The Institute and Faculty of Actuaries (IFoA) regulates its members to make sure that there is public confidence in its profession.
The IFoA is incorporated by Royal Charter under which it has the role of regulating the actuarial profession, in the public interest.
The IFoA’s Regulatory Policy Statement sets out its approach to that regulatory role.
What this means is that advice given to pension schemes over the implementation and operation of LDI is a regulated activity but not one that the FCA needs to be directly involved with.
The IFoA believes that the recent volatility in the gilt markets has not materially impacted the ability of defined benefit pension schemes to meet their obligations to members. The short-term challenge was around operations and liquidity for collateral rather than any risk to members’ pensions. In fact, the rising interest rates mean that many schemes are now better funded and closer to being able to secure benefits with an insurance company.
The Liability Driven Investment (LDI) approach has come under intense scrutiny as a result of recent events. LDI was developed as an attempt to balance long-term obligations to provide pensions with a need to protect short-term funding so that pension trustees can meet their legal obligation to ensure stability of the scheme. Without LDI strategies, schemes would be exposed to the very substantial risk of liabilities increasing much faster than assets in times of falling interest rates, requiring significant additional contributions from sponsors or resulting in members’ benefits potentially having to be cut back in case of sponsor insolvency.
Finding the right balance to manage risk within a pension scheme will always be a challenging task. However, we believe the market turbulence can be a catalyst for open discussion within the industry about whether adjustments or improvements can be made to schemes’ approaches to their risk management and investment strategies, while ensuring public confidence and trust is maintained for consumers. We expect these discussions to be primarily in relation to governance and amount of leverage used rather than necessarily moving away from LDI.
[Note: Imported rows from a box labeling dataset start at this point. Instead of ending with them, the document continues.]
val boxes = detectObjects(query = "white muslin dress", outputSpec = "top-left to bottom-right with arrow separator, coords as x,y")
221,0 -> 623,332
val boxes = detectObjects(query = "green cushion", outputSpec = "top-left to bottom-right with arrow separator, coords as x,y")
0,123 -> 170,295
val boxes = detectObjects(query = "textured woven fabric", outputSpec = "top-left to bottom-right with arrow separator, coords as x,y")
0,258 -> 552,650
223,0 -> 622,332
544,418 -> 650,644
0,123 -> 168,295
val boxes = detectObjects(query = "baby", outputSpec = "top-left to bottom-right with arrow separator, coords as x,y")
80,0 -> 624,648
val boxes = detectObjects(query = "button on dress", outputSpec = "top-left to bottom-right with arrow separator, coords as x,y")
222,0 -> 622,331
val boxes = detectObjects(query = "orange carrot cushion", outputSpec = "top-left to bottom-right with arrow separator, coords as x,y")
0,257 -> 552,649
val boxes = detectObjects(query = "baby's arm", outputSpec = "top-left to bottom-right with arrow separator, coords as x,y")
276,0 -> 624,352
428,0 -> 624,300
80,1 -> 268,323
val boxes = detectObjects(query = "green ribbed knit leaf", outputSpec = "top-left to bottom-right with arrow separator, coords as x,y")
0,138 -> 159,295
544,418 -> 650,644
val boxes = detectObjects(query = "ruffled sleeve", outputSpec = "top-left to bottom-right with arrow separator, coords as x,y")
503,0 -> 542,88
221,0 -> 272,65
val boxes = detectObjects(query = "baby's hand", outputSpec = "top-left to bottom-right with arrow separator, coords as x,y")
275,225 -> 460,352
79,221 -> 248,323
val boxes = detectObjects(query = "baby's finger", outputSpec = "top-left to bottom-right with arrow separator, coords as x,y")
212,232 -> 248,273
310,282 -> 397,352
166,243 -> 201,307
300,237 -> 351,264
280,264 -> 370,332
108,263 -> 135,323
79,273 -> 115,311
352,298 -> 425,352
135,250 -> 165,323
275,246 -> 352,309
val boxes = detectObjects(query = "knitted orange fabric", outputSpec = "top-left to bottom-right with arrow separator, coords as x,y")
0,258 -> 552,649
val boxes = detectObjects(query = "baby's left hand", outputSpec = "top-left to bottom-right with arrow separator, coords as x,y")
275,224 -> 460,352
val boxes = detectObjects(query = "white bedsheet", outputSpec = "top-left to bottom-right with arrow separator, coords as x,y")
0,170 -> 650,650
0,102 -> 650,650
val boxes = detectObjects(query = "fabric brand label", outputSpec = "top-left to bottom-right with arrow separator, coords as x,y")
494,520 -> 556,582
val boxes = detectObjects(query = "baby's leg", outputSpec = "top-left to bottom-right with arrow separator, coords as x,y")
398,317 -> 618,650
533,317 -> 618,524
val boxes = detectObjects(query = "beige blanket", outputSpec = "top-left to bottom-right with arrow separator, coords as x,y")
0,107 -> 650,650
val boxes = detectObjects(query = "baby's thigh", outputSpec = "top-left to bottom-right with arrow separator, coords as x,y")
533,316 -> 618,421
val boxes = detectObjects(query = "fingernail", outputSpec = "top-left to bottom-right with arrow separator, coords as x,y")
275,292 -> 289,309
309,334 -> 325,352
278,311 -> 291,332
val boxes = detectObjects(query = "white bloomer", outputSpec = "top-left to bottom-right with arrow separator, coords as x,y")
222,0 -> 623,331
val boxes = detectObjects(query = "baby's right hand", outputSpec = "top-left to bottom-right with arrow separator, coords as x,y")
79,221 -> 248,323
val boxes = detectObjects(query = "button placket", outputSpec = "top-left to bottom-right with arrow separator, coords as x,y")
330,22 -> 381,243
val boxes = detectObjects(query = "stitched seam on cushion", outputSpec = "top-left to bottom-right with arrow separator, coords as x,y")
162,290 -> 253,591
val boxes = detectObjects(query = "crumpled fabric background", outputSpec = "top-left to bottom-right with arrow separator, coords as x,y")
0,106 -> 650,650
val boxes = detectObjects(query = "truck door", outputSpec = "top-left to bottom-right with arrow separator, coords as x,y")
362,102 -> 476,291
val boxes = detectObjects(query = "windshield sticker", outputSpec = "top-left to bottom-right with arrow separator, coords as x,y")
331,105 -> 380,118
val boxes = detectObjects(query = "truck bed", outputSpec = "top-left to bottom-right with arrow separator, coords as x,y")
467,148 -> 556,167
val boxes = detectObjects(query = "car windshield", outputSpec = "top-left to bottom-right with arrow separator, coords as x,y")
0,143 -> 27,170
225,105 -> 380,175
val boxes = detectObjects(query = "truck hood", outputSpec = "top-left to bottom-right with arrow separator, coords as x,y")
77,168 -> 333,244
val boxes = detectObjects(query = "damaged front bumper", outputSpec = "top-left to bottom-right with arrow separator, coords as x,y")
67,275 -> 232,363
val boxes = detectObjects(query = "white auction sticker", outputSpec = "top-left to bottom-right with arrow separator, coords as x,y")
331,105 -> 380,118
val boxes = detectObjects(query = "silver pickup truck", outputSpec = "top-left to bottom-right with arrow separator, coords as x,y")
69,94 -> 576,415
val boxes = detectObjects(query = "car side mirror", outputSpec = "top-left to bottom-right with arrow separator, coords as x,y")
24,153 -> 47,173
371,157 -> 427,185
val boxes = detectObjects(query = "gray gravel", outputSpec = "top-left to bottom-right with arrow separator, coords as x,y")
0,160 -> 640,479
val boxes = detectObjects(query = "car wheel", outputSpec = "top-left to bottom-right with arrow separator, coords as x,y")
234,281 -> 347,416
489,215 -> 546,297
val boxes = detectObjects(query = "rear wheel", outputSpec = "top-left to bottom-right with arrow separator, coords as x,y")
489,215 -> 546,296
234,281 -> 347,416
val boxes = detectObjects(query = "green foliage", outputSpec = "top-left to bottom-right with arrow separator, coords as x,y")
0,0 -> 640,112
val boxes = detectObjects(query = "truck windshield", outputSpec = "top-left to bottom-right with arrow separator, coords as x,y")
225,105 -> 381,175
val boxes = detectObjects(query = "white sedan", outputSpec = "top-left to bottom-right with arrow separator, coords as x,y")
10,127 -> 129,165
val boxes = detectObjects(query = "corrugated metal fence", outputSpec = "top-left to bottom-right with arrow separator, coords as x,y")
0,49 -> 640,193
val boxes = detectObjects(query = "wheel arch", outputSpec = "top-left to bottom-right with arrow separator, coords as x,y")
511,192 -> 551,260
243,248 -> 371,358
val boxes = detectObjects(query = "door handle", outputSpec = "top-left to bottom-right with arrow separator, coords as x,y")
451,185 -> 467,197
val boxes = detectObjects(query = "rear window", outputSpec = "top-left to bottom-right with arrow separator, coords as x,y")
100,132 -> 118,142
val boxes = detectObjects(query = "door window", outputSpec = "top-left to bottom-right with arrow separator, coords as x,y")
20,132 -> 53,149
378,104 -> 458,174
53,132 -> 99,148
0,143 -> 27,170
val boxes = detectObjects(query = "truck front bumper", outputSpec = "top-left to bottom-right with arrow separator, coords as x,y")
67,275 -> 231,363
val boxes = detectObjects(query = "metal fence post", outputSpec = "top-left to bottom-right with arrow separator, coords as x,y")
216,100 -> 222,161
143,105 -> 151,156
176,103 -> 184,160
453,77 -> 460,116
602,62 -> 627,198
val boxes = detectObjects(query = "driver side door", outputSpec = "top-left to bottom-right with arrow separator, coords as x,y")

At the IFoA, our Regulatory Board quickly and formally considered whether a Risk Alert on LDIs should be issued, and concluded not at this time although it will continue to keep this question under review. Given its systemic nature, we are also asking the Joint Forum on Actuarial Regulation (JFAR) to consider the subject; the JFAR group comprises many of the regulators who have an interest in or are impacted by recent events in this area.